Dr Catherine Ludden
Dr Catherine Ludden is a genomic epidemiologist and is currenlty on secondment at the COVID-19 Genomics UK Consortium (COG-UK) where she is Director of Operations. She is responsible for overseeing COG-UK operations, developing long-term operational strategies, coordinating public health investigations, and engaging with technical experts, collaborators and senior leaders. Catherine also holds the position of Head of Operations for the Pathogen Genomics COVID Programme at Public Health England (PHE) and is responsible for the service delivery of SARS-CoV-2 genomics in the UK and the continuous genomic service improvement. Catherine has strong expertise in pathogen genomics, antibiotic resistance, and clinical microbiology. Prior to joining COG-UK and PHE, Catherine was working with the European Centre for Disease Prevention and Control where she provided scientific and technical expertise for the analysis and interpretation of European whole genome sequencing datasets and supported international outbreak investigations.

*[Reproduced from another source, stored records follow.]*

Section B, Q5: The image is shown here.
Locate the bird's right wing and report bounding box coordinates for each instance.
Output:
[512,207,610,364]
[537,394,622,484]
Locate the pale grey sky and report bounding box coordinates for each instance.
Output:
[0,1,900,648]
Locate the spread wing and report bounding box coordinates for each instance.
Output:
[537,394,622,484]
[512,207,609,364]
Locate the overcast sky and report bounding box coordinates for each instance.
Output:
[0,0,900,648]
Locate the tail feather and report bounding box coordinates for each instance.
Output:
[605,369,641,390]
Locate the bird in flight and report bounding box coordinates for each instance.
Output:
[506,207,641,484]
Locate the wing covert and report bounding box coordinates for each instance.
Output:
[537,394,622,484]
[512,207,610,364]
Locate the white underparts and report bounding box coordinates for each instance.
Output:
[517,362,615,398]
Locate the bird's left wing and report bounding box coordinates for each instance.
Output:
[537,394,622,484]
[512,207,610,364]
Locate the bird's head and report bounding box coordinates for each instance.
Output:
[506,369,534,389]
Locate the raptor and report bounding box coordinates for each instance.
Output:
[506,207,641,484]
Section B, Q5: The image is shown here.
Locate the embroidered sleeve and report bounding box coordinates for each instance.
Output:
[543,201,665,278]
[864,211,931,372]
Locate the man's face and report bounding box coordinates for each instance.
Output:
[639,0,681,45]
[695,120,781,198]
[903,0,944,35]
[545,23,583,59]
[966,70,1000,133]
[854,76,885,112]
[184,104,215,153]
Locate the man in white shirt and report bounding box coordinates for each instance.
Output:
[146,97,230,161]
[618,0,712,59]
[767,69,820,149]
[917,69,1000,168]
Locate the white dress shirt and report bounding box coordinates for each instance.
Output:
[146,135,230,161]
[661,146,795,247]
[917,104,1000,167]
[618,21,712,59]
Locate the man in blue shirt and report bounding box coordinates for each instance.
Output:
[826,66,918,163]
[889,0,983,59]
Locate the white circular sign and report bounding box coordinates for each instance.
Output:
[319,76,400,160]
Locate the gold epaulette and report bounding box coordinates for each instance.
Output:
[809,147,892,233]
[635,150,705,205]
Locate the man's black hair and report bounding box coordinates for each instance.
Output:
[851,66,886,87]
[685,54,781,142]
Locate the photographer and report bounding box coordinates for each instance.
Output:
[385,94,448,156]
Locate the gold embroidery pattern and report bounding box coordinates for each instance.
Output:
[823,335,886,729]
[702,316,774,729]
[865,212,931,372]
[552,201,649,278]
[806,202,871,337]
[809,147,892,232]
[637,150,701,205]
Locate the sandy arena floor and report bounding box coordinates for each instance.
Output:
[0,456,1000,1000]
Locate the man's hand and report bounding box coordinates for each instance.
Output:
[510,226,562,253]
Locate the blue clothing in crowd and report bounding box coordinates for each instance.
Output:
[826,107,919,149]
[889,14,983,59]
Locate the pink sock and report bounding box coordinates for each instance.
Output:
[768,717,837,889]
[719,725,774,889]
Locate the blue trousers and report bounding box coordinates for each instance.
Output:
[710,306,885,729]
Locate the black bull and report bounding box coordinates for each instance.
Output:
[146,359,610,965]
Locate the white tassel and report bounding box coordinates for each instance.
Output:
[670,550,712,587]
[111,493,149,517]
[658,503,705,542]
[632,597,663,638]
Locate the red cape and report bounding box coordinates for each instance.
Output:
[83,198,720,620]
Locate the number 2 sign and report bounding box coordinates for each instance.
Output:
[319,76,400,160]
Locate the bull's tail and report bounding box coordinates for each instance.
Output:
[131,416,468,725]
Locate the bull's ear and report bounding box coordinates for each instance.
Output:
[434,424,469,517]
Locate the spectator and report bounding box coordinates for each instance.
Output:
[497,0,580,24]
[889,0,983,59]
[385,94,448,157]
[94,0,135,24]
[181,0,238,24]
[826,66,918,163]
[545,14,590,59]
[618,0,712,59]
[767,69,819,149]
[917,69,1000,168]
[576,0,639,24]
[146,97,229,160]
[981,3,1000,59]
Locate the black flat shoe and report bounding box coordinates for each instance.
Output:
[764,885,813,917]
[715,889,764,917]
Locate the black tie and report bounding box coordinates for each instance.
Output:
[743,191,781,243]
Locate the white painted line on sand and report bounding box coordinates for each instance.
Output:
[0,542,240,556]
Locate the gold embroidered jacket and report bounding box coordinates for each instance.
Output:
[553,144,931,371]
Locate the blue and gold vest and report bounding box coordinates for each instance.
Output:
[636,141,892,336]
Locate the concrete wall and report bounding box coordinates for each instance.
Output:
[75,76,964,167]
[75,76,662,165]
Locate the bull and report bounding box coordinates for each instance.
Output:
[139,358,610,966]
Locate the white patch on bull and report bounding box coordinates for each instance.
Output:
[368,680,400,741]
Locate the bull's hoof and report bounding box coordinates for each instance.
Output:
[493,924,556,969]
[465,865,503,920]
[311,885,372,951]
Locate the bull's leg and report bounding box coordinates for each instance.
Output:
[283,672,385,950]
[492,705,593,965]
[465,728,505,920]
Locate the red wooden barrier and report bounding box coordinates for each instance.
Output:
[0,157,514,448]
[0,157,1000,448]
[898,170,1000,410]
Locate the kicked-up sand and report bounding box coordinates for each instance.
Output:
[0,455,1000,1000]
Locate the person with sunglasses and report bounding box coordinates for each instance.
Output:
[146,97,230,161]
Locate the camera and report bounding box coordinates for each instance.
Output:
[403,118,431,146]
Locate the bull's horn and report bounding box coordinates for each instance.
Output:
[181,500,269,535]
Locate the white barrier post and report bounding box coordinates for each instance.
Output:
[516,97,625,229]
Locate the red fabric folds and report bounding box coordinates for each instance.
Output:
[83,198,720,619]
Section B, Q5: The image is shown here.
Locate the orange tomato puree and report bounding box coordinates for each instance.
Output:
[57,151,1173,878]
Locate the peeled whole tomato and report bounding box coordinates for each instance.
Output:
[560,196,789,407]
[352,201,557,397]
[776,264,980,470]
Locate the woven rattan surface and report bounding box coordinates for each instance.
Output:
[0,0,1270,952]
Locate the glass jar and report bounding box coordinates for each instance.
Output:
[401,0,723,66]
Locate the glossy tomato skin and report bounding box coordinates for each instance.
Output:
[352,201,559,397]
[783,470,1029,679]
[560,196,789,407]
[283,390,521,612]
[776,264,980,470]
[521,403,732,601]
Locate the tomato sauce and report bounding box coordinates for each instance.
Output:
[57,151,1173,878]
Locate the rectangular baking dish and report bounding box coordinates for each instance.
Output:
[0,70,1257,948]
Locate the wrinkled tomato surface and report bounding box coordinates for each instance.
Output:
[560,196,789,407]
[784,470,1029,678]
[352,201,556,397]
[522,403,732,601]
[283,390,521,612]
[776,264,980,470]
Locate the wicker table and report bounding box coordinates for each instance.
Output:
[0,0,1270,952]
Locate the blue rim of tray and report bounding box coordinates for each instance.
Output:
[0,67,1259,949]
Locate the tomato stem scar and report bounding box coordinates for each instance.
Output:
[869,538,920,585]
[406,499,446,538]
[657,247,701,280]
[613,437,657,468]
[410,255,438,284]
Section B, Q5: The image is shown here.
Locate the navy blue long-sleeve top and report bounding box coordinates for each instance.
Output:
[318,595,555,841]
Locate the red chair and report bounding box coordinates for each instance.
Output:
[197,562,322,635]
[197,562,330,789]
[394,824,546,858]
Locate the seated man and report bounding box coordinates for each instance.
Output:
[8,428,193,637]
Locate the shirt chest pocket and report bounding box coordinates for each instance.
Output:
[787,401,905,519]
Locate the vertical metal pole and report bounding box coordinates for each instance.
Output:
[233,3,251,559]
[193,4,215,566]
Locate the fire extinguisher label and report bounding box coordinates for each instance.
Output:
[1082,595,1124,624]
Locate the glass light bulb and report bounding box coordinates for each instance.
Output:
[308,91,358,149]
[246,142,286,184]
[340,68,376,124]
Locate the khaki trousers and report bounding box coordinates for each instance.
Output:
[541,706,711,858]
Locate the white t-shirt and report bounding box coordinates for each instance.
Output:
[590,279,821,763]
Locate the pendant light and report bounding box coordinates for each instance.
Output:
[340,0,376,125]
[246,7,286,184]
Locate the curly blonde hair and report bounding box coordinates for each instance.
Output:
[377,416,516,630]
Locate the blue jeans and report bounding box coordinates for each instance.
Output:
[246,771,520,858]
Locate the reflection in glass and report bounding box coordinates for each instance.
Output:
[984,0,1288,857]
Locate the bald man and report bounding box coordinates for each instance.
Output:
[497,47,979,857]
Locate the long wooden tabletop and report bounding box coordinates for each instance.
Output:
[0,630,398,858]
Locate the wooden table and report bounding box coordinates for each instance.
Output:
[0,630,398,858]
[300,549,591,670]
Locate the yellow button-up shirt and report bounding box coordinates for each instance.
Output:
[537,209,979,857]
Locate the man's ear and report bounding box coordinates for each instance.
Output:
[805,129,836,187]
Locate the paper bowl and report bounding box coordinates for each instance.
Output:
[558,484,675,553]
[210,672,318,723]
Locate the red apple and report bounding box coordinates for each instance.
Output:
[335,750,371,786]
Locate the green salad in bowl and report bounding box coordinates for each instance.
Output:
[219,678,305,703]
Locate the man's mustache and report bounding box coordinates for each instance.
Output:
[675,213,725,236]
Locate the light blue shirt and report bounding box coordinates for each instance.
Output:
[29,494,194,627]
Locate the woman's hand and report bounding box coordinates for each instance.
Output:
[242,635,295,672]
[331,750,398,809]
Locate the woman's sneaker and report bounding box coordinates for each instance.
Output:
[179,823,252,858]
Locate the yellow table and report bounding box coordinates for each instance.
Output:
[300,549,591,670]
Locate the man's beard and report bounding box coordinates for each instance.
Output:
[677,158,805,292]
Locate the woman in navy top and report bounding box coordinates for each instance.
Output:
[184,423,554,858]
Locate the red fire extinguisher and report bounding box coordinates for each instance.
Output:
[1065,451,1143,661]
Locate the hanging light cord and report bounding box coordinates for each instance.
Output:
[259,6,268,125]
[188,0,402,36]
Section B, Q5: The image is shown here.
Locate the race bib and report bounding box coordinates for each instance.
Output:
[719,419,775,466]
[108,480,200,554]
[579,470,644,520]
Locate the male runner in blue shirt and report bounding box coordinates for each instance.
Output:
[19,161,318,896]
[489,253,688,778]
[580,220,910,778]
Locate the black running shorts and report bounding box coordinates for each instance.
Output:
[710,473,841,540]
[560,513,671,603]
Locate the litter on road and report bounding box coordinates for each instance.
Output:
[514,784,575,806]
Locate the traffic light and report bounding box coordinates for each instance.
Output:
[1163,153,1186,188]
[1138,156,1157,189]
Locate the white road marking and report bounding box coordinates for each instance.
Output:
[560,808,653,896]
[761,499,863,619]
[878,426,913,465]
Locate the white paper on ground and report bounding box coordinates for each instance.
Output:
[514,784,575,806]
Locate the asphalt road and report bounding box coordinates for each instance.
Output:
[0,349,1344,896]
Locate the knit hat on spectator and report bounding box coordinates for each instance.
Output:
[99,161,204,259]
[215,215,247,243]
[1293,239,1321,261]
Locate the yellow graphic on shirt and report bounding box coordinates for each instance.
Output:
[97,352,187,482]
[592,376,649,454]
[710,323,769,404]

She is a One Heath expert and holds a Sir Henry Postdoctoral Wellcome Fellowship at the London School of Hygiene and Tropical Medicine to define reservoirs and transmission of antimicrobial-resistant Escherichia coli using a One Health approach.
Teaching the module for Practical Procedures in Clinical Microbiology to medical students, including laboratory supervision, practical demonstration, project design, laboratory report corrections and tutorials.
Teaching the topic of "One Health" on the short course entitled Antimicrobial Resistance (AMR): a Multidisciplinary Approach.
The bacterium Escherichia coli is a major cause of infections in people in hospitals and the community. E. coli can become resistant to commonly used antibiotics through the acquisition of resistance-encoding genes. When people are infected with these strains, their infection can be difficult to treat and they are at a higher risk of death.
Catherine Ludden's research is based on a One Health approach to investigate the origin and transmission of antimicrobial-resistant E. coli in the UK. She will use genome sequence data of antimicrobial-resistant E. coli from hospitalised haematology patients, the hospital environment, livestock, wastewater and bloodstream infections in the UK to determine the genetic relatedness of isolates and associated mobile genetic elements from these different sources to define shared reservoirs. Mathematical modelling will be used to infer transmission, test hypotheses and to determine the likely impact of interventions to reduce transmission of antimicrobial-resistant E. coli.
She is also involved in the development a National Surveillance programme for Carbapenem resistant Enterobacteriaceae in Ireland and integrating whole genome sequencing into health services. This will provide evidence on antimicrobial resistance reservoirs, routes of transmission between them and detection of novel mechanisms of resistance in emerging strains.